Bateu a porta do quarto.
Mas Rachel não foi trabalhar. A polícia soube do reaparecimento de Rachel Berry e pediu para que ela desse alguns esclarecimentos na delegacia. Pensou em Santana e no que ela disse sobre confirmar a história do arrombamento. Disse que o vigilante agrediu Kurt, mas não a ela. Alguns detalhes ficaram desencontrados, mas o contexto geral casou com o depoimento do amigo. Depois esclareceu à polícia que pegou o carro de Kurt e foi dormir na casa dos pais para se sentir segura. Não era totalmente uma mentira.
Mercedes passou o dia acompanhando o movimento da polícia sobre as investigações enquanto o restante do grupo tentava fazer o controle do estrago.

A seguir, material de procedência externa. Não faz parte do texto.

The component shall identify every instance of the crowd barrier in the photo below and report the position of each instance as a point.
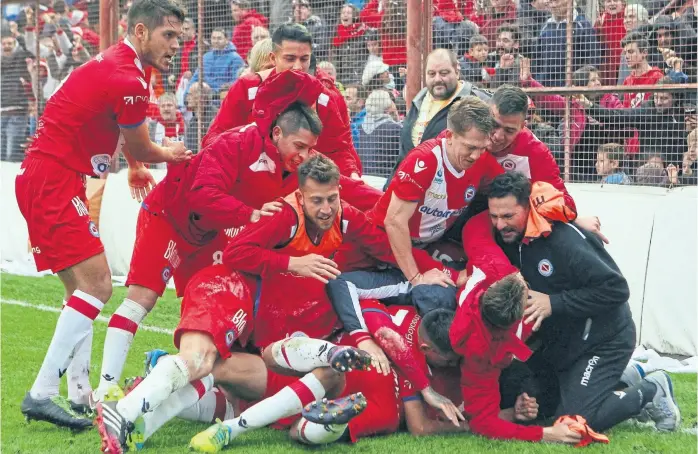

O chefe não gostou da desobediência de Santana. Apesar dos apelos de Grant e Artie, ele parecia disposto a expulsá-la do grupo no primeiro deslize. Mesmo quando o salvamento que ela fizera noutro dia tenha levado a uma pista importantíssima: de que pessoas ligadas a prefeitura estariam pressionando Angelina. A razão ainda era um mistério.
"Não tenho vontade de ir ao ensaio" – Santana disse ainda no quarto de Brittany após passar o dia inteiro na casa da colega e antiga paquera.
"Precisa ir. Já não perdeu todas as classes de hoje? As pessoas podem falar se perder o ensaio também. Além disso, hoje é o nosso primeiro ensaio geral."
Mike passou para pegar Brittany e ficou surpreso ao ver que Santana os acompanharia também. Apesar do dia corrido e atípico, ninguém faltou. Santana andou para lá e para cá sem mancar, fez insultos extras a Kurt e Finn, além de evitar Rachel. Mas não foi possível. O celular tocou e apareceu o nome da jovem na tela.
"Ei!" – Santana disse em reservado quando foi até o estacionamento tomar um pouco de ar fresco. Rachel estava no camarim do teatro.
"Você está bem?"
"Estou. Recebi a ajuda dos meus outros amigos."
"Entendi" – houve um breve silêncio – "Você pode me encontrar na casa dos meus pais depois do teatro?"
"Melhor não" – Santana suspirou e desligou o celular.
Rachel já estava envolvida demais e insistir seria uma estupidez. Em especial com o clima de romance. Uma relação com a cantora era insanidade. Havia perigo, o cerco se fechava e a última coisa que Santana desejava era ver Rachel ferida.